As the US presence in Afghanistan and Iraq has failed to promote security, it would also fail to result in any outcome in other parts of the region, the Iranian chief executive said, emphasizing, "Their [American forces] withdrawal from the region can greatly definitely contribute to the security of the region."
Elsewhere in the presser, Raisi said ties between Tehran and Baghdad are rooted in the two nations' beliefs and expressed hope the two sides would further expand cultural, political, social and security cooperation.
"The presence of the Iraqi prime minister in the Islamic Republic of Iran is a turning point in the relations between the two countries and these negotiations can definitely be a major step towards improving ties," he added.
The Iranian president also noted that economic, trade, monetary and banking issues as well as the export of electricity and gas are also on the agenda of the talks between the two sides' delegations.
Iran and Iraq have common stance on mutual, regional and international relations which would definitely help the two countries promote ties at regional and international levels, Raisi pointed out.
The Iraqi prime minister, for his part, said his country would not allow terrorist groups to use its soil to harm any country, particularly Iran.
Sudani added that the inseparable security of Iran and Iraq is complementary to each other and is a part of the regional security.
He said the Iraqi government is ready to establish a working mechanism with Iran to prevent any tension as it believes that dialogue and interaction are the best solution to the woes.
The prime minister hailed Iran's advisory presence in Iraq and its role in the battle against Daesh terrorists and stressed the importance of strengthening joint cooperation to fight terrorism and illicit drugs.

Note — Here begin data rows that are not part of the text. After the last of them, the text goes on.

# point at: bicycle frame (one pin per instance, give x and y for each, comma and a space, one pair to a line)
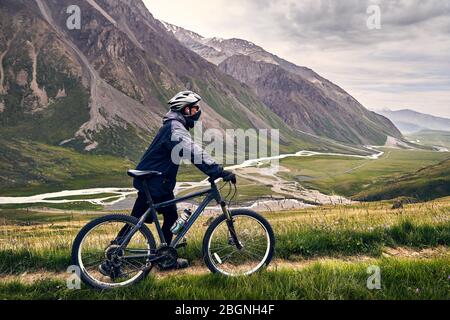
211, 194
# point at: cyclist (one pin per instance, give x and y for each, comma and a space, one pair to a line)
184, 113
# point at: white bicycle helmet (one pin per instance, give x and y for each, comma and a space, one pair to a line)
184, 99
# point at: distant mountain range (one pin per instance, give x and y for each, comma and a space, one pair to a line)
409, 121
67, 94
303, 99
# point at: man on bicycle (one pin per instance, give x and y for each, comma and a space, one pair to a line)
184, 113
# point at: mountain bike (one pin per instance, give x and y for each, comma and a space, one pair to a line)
237, 243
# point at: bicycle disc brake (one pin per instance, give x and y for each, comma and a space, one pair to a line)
167, 257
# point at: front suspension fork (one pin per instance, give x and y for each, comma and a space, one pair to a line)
230, 224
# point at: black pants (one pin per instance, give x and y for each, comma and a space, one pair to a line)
169, 213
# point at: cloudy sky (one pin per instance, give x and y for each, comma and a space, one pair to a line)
405, 64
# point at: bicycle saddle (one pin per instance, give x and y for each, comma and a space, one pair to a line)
143, 174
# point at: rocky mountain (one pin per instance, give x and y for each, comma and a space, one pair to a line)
104, 88
409, 121
304, 100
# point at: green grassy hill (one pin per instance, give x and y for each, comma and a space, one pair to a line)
349, 176
426, 184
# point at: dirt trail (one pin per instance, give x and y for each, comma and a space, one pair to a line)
198, 268
38, 92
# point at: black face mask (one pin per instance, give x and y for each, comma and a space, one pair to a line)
191, 120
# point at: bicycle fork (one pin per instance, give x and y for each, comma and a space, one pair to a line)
230, 224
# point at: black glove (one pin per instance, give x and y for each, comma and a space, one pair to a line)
229, 176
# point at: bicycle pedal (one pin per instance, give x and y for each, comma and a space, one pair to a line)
182, 244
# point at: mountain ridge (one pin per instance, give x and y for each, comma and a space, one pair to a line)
410, 121
302, 98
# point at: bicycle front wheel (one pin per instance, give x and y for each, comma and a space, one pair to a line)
254, 252
103, 263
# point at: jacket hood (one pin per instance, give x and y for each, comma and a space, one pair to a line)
174, 115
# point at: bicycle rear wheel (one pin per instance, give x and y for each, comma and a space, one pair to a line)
97, 245
255, 235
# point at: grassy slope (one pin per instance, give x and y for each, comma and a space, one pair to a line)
426, 184
28, 168
330, 232
44, 242
403, 279
349, 176
431, 138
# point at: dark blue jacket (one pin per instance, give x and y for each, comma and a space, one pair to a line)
172, 144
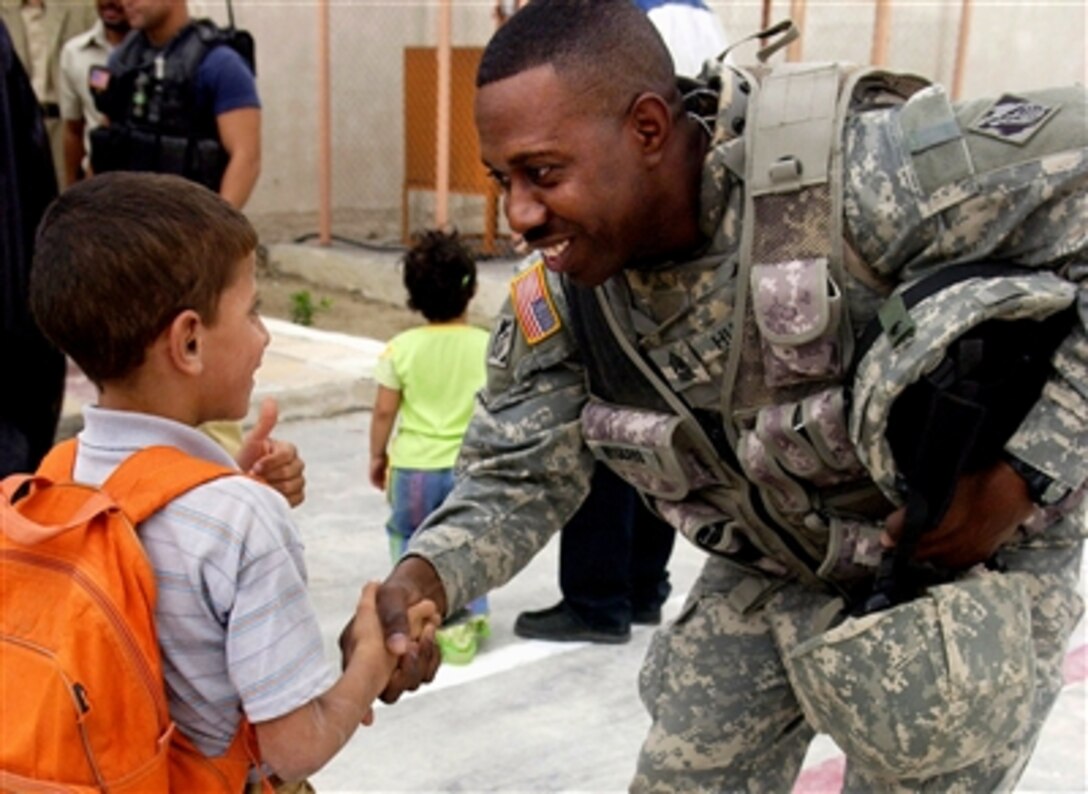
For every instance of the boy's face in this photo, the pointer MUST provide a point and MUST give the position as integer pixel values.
(233, 347)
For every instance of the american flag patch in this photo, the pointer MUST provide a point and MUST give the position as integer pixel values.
(532, 304)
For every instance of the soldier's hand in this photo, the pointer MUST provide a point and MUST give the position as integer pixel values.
(987, 508)
(412, 581)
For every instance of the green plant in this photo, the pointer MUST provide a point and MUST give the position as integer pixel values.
(304, 308)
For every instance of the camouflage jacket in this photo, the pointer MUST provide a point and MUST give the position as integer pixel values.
(949, 195)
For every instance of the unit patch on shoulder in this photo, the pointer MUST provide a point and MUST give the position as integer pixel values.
(1013, 120)
(502, 343)
(533, 305)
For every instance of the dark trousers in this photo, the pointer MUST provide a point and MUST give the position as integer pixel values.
(29, 401)
(613, 555)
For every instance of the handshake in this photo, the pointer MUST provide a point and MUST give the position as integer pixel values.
(398, 656)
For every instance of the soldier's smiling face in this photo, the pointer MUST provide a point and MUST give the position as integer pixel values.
(571, 172)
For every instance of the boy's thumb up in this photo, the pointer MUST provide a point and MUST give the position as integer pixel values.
(256, 445)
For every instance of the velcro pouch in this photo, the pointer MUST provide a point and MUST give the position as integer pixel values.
(764, 470)
(796, 310)
(648, 449)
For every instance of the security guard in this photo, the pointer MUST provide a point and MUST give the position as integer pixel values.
(691, 318)
(180, 99)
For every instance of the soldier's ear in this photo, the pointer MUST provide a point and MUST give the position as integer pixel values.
(651, 122)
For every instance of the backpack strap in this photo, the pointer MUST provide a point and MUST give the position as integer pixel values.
(143, 484)
(149, 480)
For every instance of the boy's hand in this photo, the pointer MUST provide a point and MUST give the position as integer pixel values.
(398, 598)
(274, 461)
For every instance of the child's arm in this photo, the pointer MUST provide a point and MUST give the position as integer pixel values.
(386, 405)
(298, 744)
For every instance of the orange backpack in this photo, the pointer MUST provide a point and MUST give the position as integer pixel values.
(83, 704)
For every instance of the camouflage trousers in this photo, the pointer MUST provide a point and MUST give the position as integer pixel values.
(725, 717)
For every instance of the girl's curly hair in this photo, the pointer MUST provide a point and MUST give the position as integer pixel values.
(440, 275)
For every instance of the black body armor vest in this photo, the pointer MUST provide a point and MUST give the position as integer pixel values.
(156, 120)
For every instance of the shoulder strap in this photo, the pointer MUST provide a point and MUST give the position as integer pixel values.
(151, 478)
(144, 483)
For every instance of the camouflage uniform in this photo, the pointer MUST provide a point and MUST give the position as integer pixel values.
(790, 518)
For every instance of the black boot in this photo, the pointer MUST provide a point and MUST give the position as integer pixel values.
(561, 624)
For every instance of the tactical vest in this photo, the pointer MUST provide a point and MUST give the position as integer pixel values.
(761, 467)
(156, 122)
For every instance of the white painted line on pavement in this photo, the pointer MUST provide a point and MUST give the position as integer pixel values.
(519, 654)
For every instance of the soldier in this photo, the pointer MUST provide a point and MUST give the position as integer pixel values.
(704, 280)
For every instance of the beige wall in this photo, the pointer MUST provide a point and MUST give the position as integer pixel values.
(1014, 45)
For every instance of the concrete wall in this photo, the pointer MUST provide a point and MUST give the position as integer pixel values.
(1014, 45)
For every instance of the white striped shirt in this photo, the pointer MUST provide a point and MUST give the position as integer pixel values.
(235, 624)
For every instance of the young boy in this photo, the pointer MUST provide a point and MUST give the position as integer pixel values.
(147, 282)
(427, 379)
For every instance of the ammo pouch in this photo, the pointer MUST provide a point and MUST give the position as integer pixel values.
(804, 439)
(650, 449)
(796, 308)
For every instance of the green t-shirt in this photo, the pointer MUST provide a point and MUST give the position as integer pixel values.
(437, 369)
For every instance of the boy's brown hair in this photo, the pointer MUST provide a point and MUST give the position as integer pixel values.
(119, 256)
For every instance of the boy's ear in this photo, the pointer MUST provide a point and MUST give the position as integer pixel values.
(185, 343)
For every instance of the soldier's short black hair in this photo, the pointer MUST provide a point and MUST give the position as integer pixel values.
(608, 48)
(440, 275)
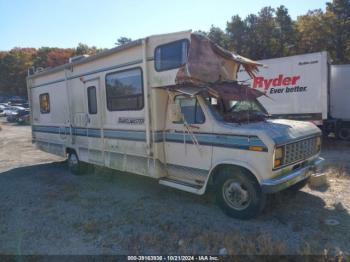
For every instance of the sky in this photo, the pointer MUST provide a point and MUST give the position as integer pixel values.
(65, 23)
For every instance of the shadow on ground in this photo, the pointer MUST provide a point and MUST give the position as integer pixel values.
(45, 209)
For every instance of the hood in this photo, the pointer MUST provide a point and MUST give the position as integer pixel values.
(282, 130)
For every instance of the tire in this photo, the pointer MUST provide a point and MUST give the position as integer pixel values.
(344, 133)
(296, 187)
(75, 166)
(239, 194)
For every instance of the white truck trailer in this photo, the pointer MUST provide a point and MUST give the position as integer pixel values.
(169, 107)
(306, 87)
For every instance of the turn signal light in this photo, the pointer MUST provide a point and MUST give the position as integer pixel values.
(277, 162)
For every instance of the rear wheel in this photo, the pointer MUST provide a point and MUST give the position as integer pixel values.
(75, 165)
(238, 194)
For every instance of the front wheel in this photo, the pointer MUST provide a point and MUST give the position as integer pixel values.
(238, 194)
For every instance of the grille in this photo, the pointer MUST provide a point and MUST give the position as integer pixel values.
(300, 150)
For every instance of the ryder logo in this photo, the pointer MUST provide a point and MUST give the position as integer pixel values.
(279, 84)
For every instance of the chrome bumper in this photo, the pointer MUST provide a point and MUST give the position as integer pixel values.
(291, 178)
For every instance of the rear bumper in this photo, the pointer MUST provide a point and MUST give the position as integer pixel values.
(291, 178)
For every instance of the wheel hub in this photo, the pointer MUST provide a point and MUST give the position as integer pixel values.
(236, 195)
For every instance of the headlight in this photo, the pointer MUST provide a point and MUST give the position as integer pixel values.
(278, 157)
(318, 143)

Since September, the Islamic Revolution Guard [IRG] has frequently launched air raids against the positions of the terrorists, who are holed up in Iraq’s Kurdistan region seeking to ignite riots and unrest in Iran’s western border cities.
Iran has, on countless occasions, warned the Iraqi Kurdistan’s local authorities that it will not tolerate the presence and activity of terrorist groups along its northwestern borders, saying the country will give a decisive response should those areas become a hub of anti-Islamic Republic terrorists.
In a phone call with his Iraqi counterpart, Fuad Hussein, earlier this month, Iran’s Foreign Minister Hossein Amir Abdollahian urged the neighboring Iraq to stop threats posed to Tehran from the semi-autonomous Kurdistan region.
The top Iranian diplomat described security as a key element both at regional level and in bilateral relations, saying, "The Islamic Republic does not expect to be threatened from the Iraqi Kurdistan Region in view of the two countries' excellent relations. The central government [in Iraq] is responsible to stamp out these terrorist measures."